A decade ago, the Tyco company took a big fall and they were sued for allegedly overstating their financial results. The result of the litigation is that there is a $50 million pot of money to be divided among Tyco investors who held stock during the critical period. I mentioned a while back that I'm trying to get access to my share.
I had thought that being Canadian rather than American would be a barrier, but seems not to be a problem. The real challenge has been to get my evidence of being a shareholder accepted. I have all the relevant records, but I twice got responses saying that my claim "has been wholly rejected" due to certain "defects".
They keep asking me for records of a transaction on 2003 March 14. Explaining that I made no transaction on this date didn't help. During a telephone call with a pleasant person, I learned that I need to produce proof that I still owned shares on this date. I'm not sure how I was supposed to understand this from a letter stating that I need to send "supporting documentation for a transaction on 03/14/2003".
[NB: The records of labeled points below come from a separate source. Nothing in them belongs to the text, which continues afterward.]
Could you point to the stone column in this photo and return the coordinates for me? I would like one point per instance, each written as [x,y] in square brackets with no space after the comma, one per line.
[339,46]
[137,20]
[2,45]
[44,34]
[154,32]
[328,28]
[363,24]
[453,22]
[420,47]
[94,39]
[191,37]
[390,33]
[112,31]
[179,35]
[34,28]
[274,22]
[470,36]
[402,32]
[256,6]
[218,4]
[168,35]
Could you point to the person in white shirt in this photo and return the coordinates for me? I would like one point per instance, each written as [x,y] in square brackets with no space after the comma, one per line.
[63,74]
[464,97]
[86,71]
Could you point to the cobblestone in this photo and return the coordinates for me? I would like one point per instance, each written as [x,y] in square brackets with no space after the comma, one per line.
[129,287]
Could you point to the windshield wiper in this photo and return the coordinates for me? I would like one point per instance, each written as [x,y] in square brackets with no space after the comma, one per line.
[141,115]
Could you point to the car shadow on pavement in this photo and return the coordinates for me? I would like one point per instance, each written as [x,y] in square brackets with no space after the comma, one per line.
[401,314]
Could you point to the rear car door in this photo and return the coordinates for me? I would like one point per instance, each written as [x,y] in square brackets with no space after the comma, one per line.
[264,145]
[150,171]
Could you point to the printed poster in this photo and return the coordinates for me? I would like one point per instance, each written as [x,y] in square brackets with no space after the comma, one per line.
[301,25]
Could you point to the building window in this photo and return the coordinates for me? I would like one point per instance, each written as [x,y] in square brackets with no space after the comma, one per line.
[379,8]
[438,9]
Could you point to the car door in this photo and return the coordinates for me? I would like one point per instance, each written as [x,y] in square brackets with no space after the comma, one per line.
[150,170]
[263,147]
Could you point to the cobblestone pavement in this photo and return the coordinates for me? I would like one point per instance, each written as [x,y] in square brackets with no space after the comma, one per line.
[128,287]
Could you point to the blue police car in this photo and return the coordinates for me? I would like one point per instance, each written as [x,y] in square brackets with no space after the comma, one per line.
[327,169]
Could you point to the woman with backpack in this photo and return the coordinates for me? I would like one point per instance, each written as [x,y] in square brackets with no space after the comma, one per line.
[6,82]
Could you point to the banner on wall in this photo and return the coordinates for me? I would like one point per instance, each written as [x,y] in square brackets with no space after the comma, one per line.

This process has been annoying, but potentially profitable. If many people ran into the same confusion that I had, then there will be fewer investors dividing up the $50 million. Of course, there is still the possibility that my claim will be rejected for some other incomprehensible reason.
The interesting part of all this is that I'm actually best off if the process is as confusing as possible without preventing me from getting my claim. My sense of right and wrong makes me prefer a transparent process, but I won't turn down extra money if others are unfairly excluded.